The determination unit is based on the subcolumn size and the column size which is the number of columns of the matrix data in the row direction, and the size of the region including the matrix data in the plurality of the submatrix in the row direction. Is tentatively determined, and based on the partial row size and the row size which is the number of columns in the column direction of the matrix data, the size of the region including the matrix data in the plurality of the sub-matrix in the column direction. Is tentatively determined, and when the tentatively determined multiplication result of both sizes is equal to or less than the minimum number of accesses to the matrix data, the minimum number of accesses is updated to the multiplication result.
An arithmetic unit characterized by that.

The arithmetic unit according to claim 1.
The arithmetic unit is an offload device.
An arithmetic unit characterized by that.

The arithmetic unit according to claim 1.
An offload device including the determination unit and the matrix calculation unit, and
A processor that executes a control program for controlling the offload device, and
A memory for storing the control program and the matrix calculation result by the matrix calculation unit, and
An arithmetic unit characterized by having.

The arithmetic unit according to claim 10.
The offload device includes a generation unit that generates log data indicating the execution content of the determination unit.
The memory stores log data generated by the generation unit.
An arithmetic unit characterized by that.
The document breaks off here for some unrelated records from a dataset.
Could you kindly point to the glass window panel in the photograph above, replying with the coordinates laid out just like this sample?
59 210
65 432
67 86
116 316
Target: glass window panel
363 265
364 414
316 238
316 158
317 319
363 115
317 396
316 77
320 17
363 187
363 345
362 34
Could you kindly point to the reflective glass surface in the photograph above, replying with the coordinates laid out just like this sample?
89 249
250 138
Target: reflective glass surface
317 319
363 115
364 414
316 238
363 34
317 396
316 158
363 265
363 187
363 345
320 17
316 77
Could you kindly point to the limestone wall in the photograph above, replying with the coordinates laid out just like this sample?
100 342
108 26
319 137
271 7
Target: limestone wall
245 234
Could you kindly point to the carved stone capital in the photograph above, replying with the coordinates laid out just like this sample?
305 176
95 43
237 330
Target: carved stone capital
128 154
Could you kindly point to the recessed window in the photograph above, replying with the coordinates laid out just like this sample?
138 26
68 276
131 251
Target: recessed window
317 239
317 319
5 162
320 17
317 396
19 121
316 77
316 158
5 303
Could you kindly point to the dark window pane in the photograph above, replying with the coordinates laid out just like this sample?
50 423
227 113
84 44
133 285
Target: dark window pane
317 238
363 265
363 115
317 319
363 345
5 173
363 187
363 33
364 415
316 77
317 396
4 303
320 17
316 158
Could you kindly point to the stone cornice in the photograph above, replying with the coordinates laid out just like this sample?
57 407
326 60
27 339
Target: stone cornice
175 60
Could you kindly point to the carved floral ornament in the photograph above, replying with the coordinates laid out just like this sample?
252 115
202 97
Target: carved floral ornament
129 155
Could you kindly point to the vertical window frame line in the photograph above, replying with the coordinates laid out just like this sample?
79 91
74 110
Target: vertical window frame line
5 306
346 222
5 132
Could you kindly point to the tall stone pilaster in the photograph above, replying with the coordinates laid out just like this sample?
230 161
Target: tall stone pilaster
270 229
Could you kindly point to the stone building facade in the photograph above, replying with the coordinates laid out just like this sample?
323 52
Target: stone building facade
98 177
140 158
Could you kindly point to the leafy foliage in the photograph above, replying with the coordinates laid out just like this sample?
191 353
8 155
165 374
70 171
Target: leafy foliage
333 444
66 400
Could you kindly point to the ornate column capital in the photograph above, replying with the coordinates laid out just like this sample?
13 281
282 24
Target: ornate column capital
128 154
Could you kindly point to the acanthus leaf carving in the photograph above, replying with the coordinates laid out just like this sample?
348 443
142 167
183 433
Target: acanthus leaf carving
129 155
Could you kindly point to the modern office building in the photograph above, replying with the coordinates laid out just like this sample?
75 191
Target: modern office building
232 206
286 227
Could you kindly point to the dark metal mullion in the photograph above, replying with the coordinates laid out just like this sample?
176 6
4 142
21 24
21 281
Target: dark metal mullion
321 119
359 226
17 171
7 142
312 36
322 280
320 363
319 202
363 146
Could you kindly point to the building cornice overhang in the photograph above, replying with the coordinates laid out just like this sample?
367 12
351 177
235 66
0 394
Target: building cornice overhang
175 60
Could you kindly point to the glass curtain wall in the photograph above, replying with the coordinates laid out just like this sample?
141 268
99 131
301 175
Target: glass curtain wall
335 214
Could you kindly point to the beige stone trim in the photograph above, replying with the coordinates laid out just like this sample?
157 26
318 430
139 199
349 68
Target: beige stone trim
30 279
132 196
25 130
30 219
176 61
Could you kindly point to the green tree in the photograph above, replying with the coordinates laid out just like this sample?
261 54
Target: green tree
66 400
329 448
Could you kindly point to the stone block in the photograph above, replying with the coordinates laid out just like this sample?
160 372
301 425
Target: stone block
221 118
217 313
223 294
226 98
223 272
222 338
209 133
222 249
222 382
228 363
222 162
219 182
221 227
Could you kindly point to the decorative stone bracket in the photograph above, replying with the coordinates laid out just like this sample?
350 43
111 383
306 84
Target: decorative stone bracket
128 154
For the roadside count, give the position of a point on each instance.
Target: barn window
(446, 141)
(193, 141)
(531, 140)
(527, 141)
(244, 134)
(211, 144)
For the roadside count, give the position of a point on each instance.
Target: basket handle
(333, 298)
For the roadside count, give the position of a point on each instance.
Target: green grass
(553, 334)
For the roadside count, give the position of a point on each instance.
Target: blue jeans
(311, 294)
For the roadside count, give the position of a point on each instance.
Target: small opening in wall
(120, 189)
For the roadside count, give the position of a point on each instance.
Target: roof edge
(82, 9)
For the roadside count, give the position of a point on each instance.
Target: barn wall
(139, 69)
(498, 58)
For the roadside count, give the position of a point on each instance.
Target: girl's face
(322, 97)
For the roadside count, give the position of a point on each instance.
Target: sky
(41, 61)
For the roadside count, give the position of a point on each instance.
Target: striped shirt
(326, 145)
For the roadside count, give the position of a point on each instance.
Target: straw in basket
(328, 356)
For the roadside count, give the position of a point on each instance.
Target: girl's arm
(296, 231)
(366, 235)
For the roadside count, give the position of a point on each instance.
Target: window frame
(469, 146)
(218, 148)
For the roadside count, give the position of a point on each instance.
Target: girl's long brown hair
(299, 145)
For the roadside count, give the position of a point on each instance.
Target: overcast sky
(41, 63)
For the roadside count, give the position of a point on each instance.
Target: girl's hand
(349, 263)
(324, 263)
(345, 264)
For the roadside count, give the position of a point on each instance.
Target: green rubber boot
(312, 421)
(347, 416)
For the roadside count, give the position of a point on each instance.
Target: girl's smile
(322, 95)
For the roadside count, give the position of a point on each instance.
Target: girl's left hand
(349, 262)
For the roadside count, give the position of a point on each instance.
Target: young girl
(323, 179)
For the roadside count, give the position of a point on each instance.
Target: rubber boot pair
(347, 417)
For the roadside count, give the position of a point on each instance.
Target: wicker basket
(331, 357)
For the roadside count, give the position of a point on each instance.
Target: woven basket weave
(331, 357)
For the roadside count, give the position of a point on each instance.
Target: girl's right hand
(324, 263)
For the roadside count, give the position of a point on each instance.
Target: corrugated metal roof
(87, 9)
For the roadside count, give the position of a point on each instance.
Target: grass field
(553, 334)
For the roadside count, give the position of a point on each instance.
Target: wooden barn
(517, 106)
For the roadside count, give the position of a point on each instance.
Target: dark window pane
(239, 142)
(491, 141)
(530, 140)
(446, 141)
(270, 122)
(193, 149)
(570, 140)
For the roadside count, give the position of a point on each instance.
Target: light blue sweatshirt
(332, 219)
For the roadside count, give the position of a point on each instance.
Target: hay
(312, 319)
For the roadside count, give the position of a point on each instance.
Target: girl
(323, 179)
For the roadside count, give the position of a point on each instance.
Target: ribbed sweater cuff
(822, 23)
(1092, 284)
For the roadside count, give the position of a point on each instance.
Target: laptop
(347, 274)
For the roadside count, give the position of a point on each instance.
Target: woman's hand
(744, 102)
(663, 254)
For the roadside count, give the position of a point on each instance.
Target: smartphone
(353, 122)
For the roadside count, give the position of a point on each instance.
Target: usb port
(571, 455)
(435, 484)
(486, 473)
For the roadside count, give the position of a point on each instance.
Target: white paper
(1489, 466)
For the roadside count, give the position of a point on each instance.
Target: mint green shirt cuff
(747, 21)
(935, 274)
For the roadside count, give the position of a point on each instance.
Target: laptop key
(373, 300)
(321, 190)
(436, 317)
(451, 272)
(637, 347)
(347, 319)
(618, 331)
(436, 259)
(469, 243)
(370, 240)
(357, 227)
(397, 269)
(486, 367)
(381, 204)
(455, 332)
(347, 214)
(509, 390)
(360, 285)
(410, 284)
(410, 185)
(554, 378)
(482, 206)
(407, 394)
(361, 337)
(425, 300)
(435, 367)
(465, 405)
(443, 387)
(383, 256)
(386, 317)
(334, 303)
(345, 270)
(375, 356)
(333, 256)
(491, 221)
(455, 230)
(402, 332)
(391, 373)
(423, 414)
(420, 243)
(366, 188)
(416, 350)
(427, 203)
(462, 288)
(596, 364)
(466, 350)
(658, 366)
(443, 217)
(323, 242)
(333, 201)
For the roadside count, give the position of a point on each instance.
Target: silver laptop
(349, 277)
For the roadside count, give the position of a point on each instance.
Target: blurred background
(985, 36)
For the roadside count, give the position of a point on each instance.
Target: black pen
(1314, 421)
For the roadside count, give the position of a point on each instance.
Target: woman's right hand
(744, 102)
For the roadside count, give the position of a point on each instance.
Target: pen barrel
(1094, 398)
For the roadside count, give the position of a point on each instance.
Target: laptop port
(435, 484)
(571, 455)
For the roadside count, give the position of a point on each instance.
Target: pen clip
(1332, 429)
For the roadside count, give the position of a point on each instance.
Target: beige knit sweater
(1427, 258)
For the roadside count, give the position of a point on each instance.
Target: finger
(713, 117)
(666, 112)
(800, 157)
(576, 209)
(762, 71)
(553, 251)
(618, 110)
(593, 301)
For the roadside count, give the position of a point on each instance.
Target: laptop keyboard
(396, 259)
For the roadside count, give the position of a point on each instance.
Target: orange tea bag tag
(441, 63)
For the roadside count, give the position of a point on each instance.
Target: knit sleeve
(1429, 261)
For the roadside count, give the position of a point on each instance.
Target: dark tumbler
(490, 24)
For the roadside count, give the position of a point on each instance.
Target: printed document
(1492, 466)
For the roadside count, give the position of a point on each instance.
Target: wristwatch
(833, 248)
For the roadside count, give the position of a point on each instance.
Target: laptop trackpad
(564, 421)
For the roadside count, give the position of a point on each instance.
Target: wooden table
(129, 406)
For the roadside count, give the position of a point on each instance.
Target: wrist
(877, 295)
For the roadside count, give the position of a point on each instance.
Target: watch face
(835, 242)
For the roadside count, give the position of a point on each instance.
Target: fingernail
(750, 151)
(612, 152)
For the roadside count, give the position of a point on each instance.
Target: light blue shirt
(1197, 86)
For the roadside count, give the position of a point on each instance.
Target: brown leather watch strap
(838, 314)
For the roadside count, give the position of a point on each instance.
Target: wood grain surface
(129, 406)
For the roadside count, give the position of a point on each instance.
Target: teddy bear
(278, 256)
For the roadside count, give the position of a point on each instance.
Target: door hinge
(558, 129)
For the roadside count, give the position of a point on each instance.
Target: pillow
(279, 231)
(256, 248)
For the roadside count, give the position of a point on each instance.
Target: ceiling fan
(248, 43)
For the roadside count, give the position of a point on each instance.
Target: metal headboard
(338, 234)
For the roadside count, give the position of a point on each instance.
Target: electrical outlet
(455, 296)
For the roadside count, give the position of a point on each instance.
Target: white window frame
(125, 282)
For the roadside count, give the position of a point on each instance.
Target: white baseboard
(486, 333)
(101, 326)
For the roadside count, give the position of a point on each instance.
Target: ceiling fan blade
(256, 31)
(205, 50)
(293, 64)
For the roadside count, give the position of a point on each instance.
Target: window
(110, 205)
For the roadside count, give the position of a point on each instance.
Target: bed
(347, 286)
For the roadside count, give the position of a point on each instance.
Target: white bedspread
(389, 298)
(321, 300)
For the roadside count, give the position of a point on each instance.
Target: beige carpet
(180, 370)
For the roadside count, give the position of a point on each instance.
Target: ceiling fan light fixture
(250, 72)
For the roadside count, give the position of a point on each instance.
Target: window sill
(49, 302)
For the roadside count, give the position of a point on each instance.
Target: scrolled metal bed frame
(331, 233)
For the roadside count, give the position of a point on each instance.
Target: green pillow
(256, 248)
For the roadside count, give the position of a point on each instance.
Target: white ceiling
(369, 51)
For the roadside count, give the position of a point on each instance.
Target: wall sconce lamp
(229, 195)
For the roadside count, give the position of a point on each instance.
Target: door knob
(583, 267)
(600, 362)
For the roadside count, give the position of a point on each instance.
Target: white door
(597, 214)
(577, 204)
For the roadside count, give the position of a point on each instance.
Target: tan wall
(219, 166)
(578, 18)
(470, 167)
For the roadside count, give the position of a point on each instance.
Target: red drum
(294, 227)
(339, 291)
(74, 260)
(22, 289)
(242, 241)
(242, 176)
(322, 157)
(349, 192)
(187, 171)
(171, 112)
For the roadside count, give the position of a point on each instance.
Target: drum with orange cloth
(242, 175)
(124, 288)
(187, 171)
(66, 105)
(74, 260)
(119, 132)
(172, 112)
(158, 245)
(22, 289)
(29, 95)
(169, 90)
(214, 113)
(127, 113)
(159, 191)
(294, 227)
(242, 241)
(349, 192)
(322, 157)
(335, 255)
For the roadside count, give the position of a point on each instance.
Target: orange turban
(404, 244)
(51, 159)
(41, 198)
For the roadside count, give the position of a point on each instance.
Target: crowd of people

An arithmetic method performed by an arithmetic unit that has access to a storage device that stores matrix data.
The arithmetic unit
When the subcolumn size, which is the number of columns in the row direction of the submatrix that is the division unit of the matrix data, is increased and the subcolumn size after the increase becomes equal to or greater than the number of a plurality of multipliers, the subcolumn before the increase Based on the size and the number of the plurality of multipliers, the partial row size, which is the number of rows in the column direction of the submatrix, is obtained, and the shape of the submatrix composed of the submatrix size and the partial row size. Decide,
A first submatrix having the determined shape among the first matrix data stored in the storage device, which has the plurality of multipliers and the plurality of adders, and a first submatrix stored in the storage device. The product-sum operation of the second submatrix of the determined shape of the two matrix data is executed.
A calculation method characterized by that.